Ces images ont été massivement partagées sur les réseaux sociaux à partir du 6 février, notamment par l’avocate et défenseure des droits de l’homme Veronica Koman. "Il s’avère que l’utilisation de serpents pour interroger les Papous est répandue", affirme-t-elle sur Twitter.

Les faits se seraient déroulés dans le district de Jayawijaya, dans la province de Papouasie à l’est du pays, mais la date reste inconnue.

Le suspect filmé dans cette vidéo appartiendrait à la population mélanésienne de Papouasie, régulièrement victime d’abus des forces de sécurité indonésiennes selon des organisations de défense des droits de l’homme, rapporte l’AFP.

Pour Veronica Koman, interrogée par la Deutsche Welle, ces images viennent corroborer les témoignages d’activistes papous qui rapportent depuis longtemps ce genre de pratique.
 
Cette vidéo n’est que la partie émergée de l’iceberg, l’utilisation de serpents comme méthode de torture n’est pas nouvelle en Papouasie occidentale […]. Un de mes clients, un activiste indépendantiste, a été jeté dans une cellule où se trouvait un serpent, il a été frappé et forcé de s’approcher du serpent pour lui faire avouer qu’il avait volé un scooter,

Les policiers interrogés

"Un policier est actuellement interrogé par la division des affaires internes de la police de Papouasie", a confirmé à l'AFP lundi un porte-parole de la police, Ahmad Mustofa Kamal.

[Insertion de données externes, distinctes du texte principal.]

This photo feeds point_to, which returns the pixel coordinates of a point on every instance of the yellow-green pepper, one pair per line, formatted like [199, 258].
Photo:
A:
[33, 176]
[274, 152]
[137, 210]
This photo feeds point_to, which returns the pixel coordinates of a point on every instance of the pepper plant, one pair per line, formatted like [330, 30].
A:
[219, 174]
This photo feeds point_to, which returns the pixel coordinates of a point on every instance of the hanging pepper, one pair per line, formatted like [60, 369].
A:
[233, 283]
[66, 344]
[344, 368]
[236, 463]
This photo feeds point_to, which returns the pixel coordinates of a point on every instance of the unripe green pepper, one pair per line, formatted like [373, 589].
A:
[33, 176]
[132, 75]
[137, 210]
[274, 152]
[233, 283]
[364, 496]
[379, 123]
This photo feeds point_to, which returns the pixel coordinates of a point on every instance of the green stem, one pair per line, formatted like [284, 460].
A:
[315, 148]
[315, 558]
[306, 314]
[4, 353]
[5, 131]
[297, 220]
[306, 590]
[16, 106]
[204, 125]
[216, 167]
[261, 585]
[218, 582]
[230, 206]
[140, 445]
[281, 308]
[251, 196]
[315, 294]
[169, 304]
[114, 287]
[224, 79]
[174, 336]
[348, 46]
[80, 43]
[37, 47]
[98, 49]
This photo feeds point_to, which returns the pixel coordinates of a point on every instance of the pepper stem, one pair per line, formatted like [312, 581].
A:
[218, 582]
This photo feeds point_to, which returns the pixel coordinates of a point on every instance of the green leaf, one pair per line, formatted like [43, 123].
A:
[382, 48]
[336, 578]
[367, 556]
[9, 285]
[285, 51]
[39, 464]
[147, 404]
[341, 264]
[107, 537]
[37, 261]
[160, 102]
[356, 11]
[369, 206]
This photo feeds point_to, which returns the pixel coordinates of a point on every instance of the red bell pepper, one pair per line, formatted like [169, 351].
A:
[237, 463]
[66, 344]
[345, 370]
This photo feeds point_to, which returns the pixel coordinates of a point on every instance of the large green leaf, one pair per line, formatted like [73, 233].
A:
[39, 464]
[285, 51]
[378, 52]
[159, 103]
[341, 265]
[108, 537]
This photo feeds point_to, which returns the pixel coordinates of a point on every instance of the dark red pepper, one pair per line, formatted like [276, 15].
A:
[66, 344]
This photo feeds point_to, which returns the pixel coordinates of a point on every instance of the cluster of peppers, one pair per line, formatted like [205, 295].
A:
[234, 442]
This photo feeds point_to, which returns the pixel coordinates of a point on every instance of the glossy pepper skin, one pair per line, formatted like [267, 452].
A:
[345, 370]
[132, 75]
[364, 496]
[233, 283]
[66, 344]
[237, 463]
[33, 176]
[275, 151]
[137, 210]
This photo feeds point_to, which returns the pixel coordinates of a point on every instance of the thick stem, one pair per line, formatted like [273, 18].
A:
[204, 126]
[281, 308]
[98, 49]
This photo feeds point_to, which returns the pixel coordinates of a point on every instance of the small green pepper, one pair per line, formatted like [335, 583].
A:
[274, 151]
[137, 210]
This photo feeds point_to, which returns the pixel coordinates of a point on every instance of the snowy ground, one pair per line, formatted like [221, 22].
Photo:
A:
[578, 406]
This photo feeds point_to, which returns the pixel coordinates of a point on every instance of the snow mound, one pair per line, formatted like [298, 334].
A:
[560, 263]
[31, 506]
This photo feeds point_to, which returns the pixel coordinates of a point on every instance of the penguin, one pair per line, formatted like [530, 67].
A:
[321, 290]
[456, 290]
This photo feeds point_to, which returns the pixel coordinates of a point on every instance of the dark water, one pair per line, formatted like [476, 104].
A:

Il n'a pas donné l’identité du policier en question ni précisé si d'autres feraient l'objet d'enquêtes.

Tonny Ananda Swadaya, le chef de la police du district de Jayawijaya, a présenté des excuses dans un communiqué. Selon lui, "le serpent était apprivoisé et n'était pas venimeux ou dangereux" et les policiers ont eu cette idée "pour obtenir des aveux aussi rapidement que possible". "Nous travaillerons de façon plus professionnelle à l'avenir", a promis le responsable.